Thursday, October 06, 2005

Third Time's the Charm!

If you haven't been watching the news you might not have heard about former Majority Leader Tom DeLay's legal problems. It seems as if a county district attorney in Texas has it out for 'ol Tom:

Travis County District Attorney Ronnie Earle acknowledged that prosecutors presented their case to three grand juries - not just the two they had discussed - and one grand jury refused to indict DeLay.

That's three - count 'em - three grand juries. To summarize: Ronnie Early went to grand jury #1. After six months they indicted DeLay on a conspiracy charge, then their term was over.
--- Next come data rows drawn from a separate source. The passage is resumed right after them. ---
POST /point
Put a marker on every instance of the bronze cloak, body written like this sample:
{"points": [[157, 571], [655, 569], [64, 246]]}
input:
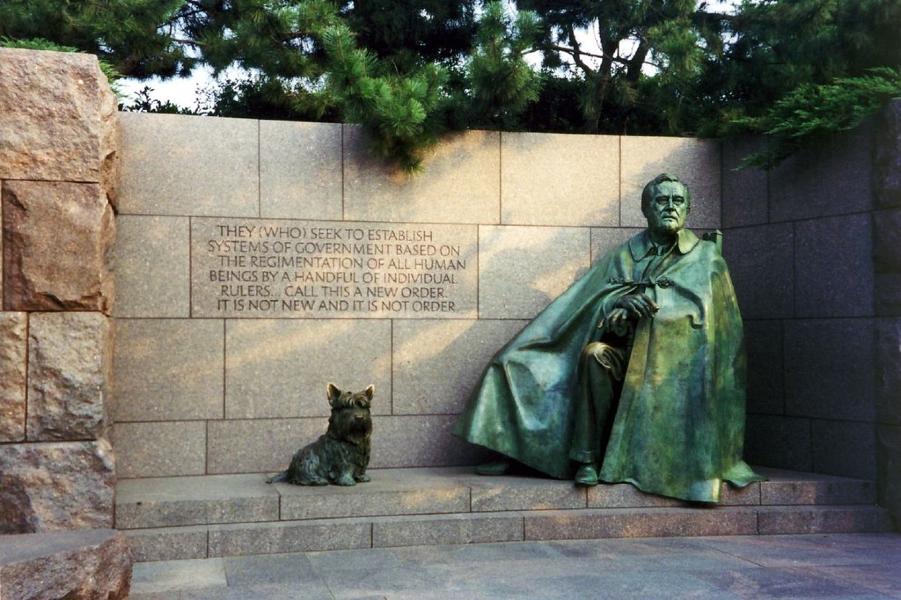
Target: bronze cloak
{"points": [[679, 425]]}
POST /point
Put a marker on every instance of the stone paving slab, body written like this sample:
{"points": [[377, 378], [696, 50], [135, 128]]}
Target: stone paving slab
{"points": [[812, 566], [446, 529], [289, 536], [391, 492], [196, 517], [823, 519], [169, 543], [632, 523], [789, 487], [176, 501]]}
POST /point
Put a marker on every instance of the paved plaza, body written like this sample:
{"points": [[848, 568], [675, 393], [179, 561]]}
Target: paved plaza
{"points": [[855, 566]]}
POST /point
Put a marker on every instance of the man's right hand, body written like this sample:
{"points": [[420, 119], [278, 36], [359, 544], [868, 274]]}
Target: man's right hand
{"points": [[637, 305]]}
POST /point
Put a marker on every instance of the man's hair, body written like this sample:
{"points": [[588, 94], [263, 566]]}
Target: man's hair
{"points": [[647, 194]]}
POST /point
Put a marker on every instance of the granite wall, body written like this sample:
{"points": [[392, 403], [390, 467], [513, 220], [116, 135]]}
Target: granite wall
{"points": [[257, 261], [58, 168], [813, 250]]}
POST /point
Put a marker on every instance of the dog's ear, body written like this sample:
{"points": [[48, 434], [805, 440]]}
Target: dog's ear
{"points": [[333, 394]]}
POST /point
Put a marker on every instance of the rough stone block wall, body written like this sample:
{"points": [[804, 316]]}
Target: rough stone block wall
{"points": [[206, 385], [813, 250], [58, 167]]}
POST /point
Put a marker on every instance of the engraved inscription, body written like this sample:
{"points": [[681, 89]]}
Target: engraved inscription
{"points": [[268, 268]]}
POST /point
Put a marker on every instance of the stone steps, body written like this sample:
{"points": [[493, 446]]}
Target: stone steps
{"points": [[230, 515]]}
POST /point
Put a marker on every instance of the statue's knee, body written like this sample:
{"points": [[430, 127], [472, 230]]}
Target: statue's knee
{"points": [[594, 350]]}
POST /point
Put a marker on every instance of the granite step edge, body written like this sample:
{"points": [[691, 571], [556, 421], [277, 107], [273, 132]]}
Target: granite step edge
{"points": [[176, 543]]}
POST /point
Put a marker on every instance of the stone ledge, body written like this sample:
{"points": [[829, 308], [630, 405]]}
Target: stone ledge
{"points": [[88, 565], [242, 539], [222, 499], [225, 515]]}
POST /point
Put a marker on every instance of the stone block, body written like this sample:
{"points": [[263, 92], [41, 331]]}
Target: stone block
{"points": [[823, 519], [168, 543], [776, 441], [766, 388], [632, 523], [300, 170], [168, 370], [886, 241], [253, 268], [887, 160], [89, 565], [180, 578], [69, 366], [56, 236], [887, 294], [840, 163], [53, 486], [420, 441], [461, 182], [177, 501], [888, 462], [695, 162], [745, 193], [624, 495], [391, 492], [58, 119], [603, 240], [839, 282], [446, 529], [277, 368], [523, 268], [785, 488], [837, 380], [151, 263], [845, 448], [187, 165], [295, 536], [160, 449], [496, 494], [13, 369], [260, 445], [760, 262], [437, 363], [556, 179], [266, 446]]}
Ronnie then went to grand jury #2 on their last day - they refused to indict DeLay on anything (in most states, when a grand jury fails to indict, you're finished - you can't go to another grad jury. It's a kind of "double jeopardy" thing...) Then Ronnie went to grand jury #3 on their first day, and they indicted DeLay on counts of money laundering.

In addition, the problems here are numerous. Problem #1 is that the campaign finance law that DeLay was indicted for conspiring to ignore was not in place until 2003; the particular transfer of funds he took part of occurred in 2002. Problem #2 is that the statute of limitations on conspiracy in Texas is 15 months. This is why Ronnie went on a grand jury shopping spree - the first indictment meant nothing - other than Delay had to step down as majority leader (which I assume was the idea.)

This is the most shady version of law-mongering to politically attack someone I have ever heard of.

1 comment:

slowpitch said...

Friends of both people are calling this a "showdown" (at high noon in the OK corral?) and even friends of Earle are predicting he'll lose on every count. Earle deLayed his retirement for a year to pursue this case and there's nothing there, but he can't let go after making a national scene out of things.

Hmmm...prediction: will the NYT, LA Times, WaPo vindicate DeLay and admit he was harassed or claim he was declared innocent on 'legal technicalities'?